Le destin de Bigger Thomas – comme celui de nombreux Afro-Américains – est tout tracé. Il s’agit de cette fameuse « T.H.U.G L.I.F.E » évoquée par certains musiciens afro-américains : Pourtant construite sur les idéaux de liberté et d’ambition à l’image du self-made man, la société américaine prive dès la naissance, (les) Bigger Thomas de tout espoir d’accomplissement. De plus, ces inégalités et discriminations inhérentes au système américain ont des conséquences plus que néfastes pour l’ensemble de la société américaine. C’est ce que nous montre le récit de vie de Bigger Thomas qui n’est finalement qu’un échantillon de cette société.

Un concours de circonstances va en effet, conduire Bigger Thomas à commettre deux meurtres. La première victime est Mary Dalton – la fille de Monsieur Dalton pour qui Bigger Thomas travaille. Un soir, alors que Mary est trop alcoolisée pour remonter seule dans sa chambre, Bigger Thomas est contraint de l’y aider. A l’arrivée inopinée de la mère de Mary qui est aveugle, Bigger Thomas panique. Conscient du préjugé que sa couleur de peau renvoie, il tente d’empêcher Mme Dalton de découvrir sa présence dans la chambre de Mary. C’est ainsi qu’il finit malencontreusement par étouffer mortellement Mary en voulant l’empêcher de parler. Puis, une chose en entraînant une autre, Bigger Thomas finit par tuer sa petite amie Bessie car celle-ci devenait un témoin gênant. Il s’agit de sa deuxième victime.

Les manœuvres élaborées par Bigger Thomas afin de dissimuler ses crimes constituent véritablement des circonstances aggravantes. Tout se passe comme si, seule la voie de la criminalité et de l’atrocité avait permis à ce jeune afro-américain « d’agir et de sentir que ces actes avaient du poids »[ii]. Ainsi, Richard Wright ne cherche nullement à déresponsabiliser Bigger Thomas. En revanche, il met parfaitement en exergue le réel problème structurel qui sous-tend cette affaire.

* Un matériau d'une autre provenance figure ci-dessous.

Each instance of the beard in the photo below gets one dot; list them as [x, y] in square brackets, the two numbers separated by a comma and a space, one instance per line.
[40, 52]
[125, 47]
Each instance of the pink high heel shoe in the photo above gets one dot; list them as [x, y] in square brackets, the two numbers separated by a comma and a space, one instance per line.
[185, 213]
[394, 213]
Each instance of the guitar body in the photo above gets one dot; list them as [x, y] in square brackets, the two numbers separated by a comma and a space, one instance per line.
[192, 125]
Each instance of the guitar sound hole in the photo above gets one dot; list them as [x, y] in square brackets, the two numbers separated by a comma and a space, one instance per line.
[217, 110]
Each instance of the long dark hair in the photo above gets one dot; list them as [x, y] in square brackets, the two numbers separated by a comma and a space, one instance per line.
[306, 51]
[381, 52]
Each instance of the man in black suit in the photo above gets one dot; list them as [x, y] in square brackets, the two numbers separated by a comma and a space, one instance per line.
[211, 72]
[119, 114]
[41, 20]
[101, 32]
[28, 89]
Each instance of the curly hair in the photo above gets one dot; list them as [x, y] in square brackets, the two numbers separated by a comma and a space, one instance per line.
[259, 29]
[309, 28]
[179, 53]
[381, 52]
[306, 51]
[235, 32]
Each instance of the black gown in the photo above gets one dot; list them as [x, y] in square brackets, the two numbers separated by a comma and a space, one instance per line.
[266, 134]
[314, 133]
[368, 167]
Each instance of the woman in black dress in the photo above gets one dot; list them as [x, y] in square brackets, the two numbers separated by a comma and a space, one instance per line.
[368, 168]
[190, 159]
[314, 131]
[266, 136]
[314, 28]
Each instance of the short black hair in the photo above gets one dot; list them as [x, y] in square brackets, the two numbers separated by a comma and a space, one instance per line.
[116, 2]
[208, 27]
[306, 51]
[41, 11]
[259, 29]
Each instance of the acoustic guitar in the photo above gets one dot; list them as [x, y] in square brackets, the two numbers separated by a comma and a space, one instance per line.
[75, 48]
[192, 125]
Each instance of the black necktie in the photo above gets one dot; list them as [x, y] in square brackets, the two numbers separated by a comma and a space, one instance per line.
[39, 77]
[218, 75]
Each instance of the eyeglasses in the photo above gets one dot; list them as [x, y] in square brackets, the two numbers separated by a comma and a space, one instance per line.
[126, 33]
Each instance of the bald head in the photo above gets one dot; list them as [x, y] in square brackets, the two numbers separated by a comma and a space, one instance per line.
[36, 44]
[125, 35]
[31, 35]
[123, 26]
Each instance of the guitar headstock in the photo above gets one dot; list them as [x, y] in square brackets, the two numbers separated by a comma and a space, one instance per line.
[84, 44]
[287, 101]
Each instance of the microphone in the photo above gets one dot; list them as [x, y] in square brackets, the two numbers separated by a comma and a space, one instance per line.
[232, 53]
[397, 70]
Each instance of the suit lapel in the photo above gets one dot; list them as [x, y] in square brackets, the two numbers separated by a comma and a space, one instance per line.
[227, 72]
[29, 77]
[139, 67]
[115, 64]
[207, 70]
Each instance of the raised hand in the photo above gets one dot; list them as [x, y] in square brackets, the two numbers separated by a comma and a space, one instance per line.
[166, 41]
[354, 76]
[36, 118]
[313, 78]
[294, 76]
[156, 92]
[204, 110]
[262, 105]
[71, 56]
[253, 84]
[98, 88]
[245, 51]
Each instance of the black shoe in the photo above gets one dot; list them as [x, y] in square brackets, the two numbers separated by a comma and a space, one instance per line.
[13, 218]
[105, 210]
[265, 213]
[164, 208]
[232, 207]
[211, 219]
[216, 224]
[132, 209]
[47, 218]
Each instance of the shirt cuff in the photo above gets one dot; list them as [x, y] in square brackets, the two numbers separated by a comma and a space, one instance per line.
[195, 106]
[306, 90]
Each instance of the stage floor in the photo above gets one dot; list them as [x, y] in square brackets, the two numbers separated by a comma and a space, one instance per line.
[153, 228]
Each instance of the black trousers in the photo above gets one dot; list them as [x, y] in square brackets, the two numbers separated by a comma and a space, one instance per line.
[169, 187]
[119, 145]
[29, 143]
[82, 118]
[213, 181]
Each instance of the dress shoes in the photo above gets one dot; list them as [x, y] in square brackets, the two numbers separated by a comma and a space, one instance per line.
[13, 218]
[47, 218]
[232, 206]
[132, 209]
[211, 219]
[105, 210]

Dans Native Son, Richard Wright s’exprime à travers la voix de Me Boris Max, avocat de Bigger Thomas. Celui-ci suit une fine stratégie : Dans un premier temps, Me Max s’attache à déconstruire l’analyse formaliste du droit. Le droit se révèle ainsi être une institution produisant mécaniquement des inégalités. Cette première analyse lui permet ensuite de mesurer la part de responsabilité que l’on peut imputer à la société américaine en tant que collectivité. Dans le cadre de cet article, nous nous intéresserons également, à la notion de racisme systémique et à la portée d’un tel procès et d’une telle œuvre pour transformer la structure même, de la société.

La stratégie de Me Max repose sur une démarche critique. Telle une expérience cruciale, l’expérience de Bigger Thomas qui est finalement commune – en puissance ou en acte – à de nombreux Afro-Américains, permet d’invalider la théorie formaliste du droit qui revendique son objectivité du fait de son caractère général et impersonnel.

Le récit de Bigger Thomas vient ainsi déstabiliser le langage prétendument abstrait et rationnel du droit. Dans ce but, Me Max n’hésite pas à prendre appui sur toutes les disciplines dont il a besoin pour montrer que le droit est en fait racialisé. Il montre ainsi que le droit n’est pas une discipline à part, privée de tout lien avec les autres sciences humaines mais qu’il est fait aussi de ces autres disciplines. Me Max démontre même que le droit a besoin de ces autres disciplines pour pallier ses lacunes induites par son caractère général.

« Votre honneur, il me faut encore exprimer des idées générales, car il faut mettre en lumière le milieu dans lequel ce garçon a vécu, milieu qui a lourdement influencé sa conduite. »[iii] Me Max introduit ainsi une contextualisation historique mais aussi sociologique qui vise à expliquer et à comprendre mais jamais à justifier ou à déresponsabiliser l’accusé. Là est le cœur de sa stratégie. Me Max fait ainsi référence à l’histoire des Etats-Unis et particulièrement à celle des Afro-Américains – des rafles d’Africains dont les Américains se servaient comme « des instruments et des armes qu’ils utilisaient contre une terre et un climat hostiles. »[iv], à l’instauration des lois Jim Crow institutionalisant la ségrégation raciale. Cet arrière-fond historique lui permet de démontrer que le droit américain s’est construit à travers ces rapports de domination, qu’il est fait d’outils permettant de pérenniser cette oppression (typiquement, les lois Jim Crow en vigueur à l’époque du roman) et qu’il est donc nécessairement partial et même racialisé.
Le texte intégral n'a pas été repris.